One of my more interesting female ancestors was resident in the riverside village of Spyder-Upon-Whey, in the county of Curdshire, during the early nineteenth-century. Or at least that's what our treasured family coloring book says. Alas, the Muffet side of the family has always been somewhat of a mystery. Besides her pronounced arachnophobia, we know no more of Miss Muffet than what is contained within the pages of this heavily crayoned heirloom.
She was noticeably short, somewhat skittish and unconventional, preferring to sit on the ground during her woodland rambles rather than employing a deckchair, shooting stick or other alfresco seating device. Consequently, she appears to have suffered from an alarmingly red, sort of scribbly complexion with excessively rosy cheeks and an overall unnatural ruddiness extending to both her arms and legs. Her hair was a multi-fringed tangle of dark brown strands sticking out at strange, gravity-defying angles, as if it had been thrown on top of her head by a frustrated knitter of chunky brown sweaters.
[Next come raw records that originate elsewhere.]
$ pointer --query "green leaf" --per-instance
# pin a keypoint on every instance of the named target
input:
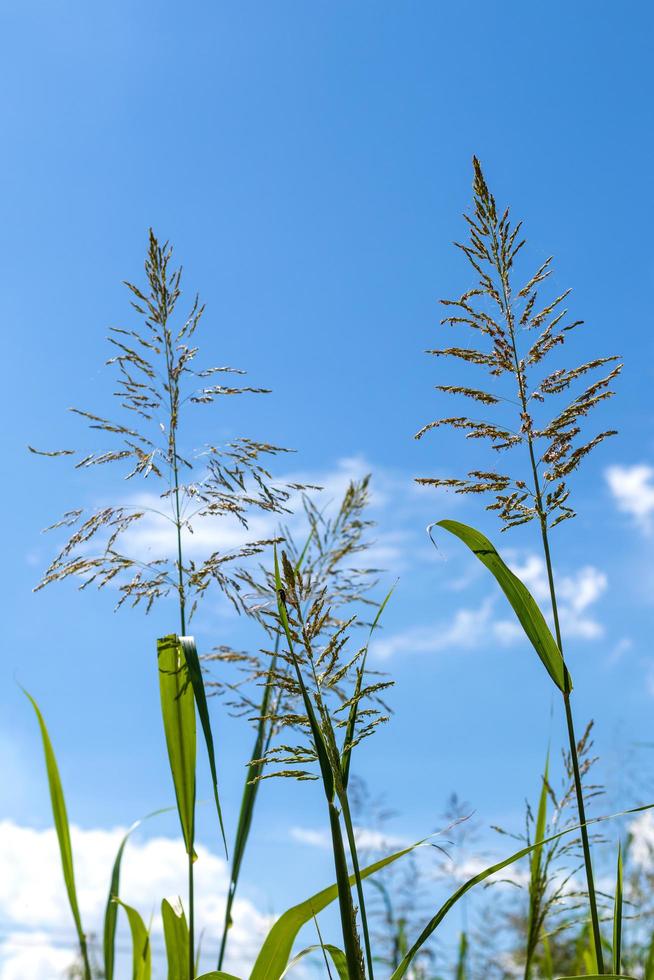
(248, 799)
(274, 954)
(435, 921)
(617, 915)
(649, 966)
(178, 713)
(217, 975)
(523, 603)
(111, 911)
(463, 956)
(337, 955)
(535, 883)
(177, 940)
(62, 828)
(195, 676)
(329, 775)
(316, 733)
(141, 951)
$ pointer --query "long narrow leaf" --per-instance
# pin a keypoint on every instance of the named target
(195, 676)
(177, 940)
(649, 966)
(463, 957)
(535, 882)
(337, 956)
(483, 875)
(274, 954)
(217, 975)
(111, 910)
(617, 915)
(524, 605)
(141, 951)
(62, 828)
(248, 800)
(178, 713)
(346, 907)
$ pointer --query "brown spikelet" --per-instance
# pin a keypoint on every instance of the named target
(503, 319)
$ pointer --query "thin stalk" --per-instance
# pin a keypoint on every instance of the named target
(85, 958)
(555, 612)
(344, 898)
(248, 800)
(182, 616)
(585, 843)
(191, 919)
(349, 829)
Overall Miss Muffet must have looked extremely rough when judged by the genteel standards of her fellow Victorians, and such an unappealing visage has led my Great Aunt Mary Mary, always one to forward a contrary opinion, to suggest that Miss Muffet was probably a lesbian. But she's one to talk with all her pretty maids in a row.

My great Aunt Mary had a little lamb, she used to sit on a tuffet eating her curtains away.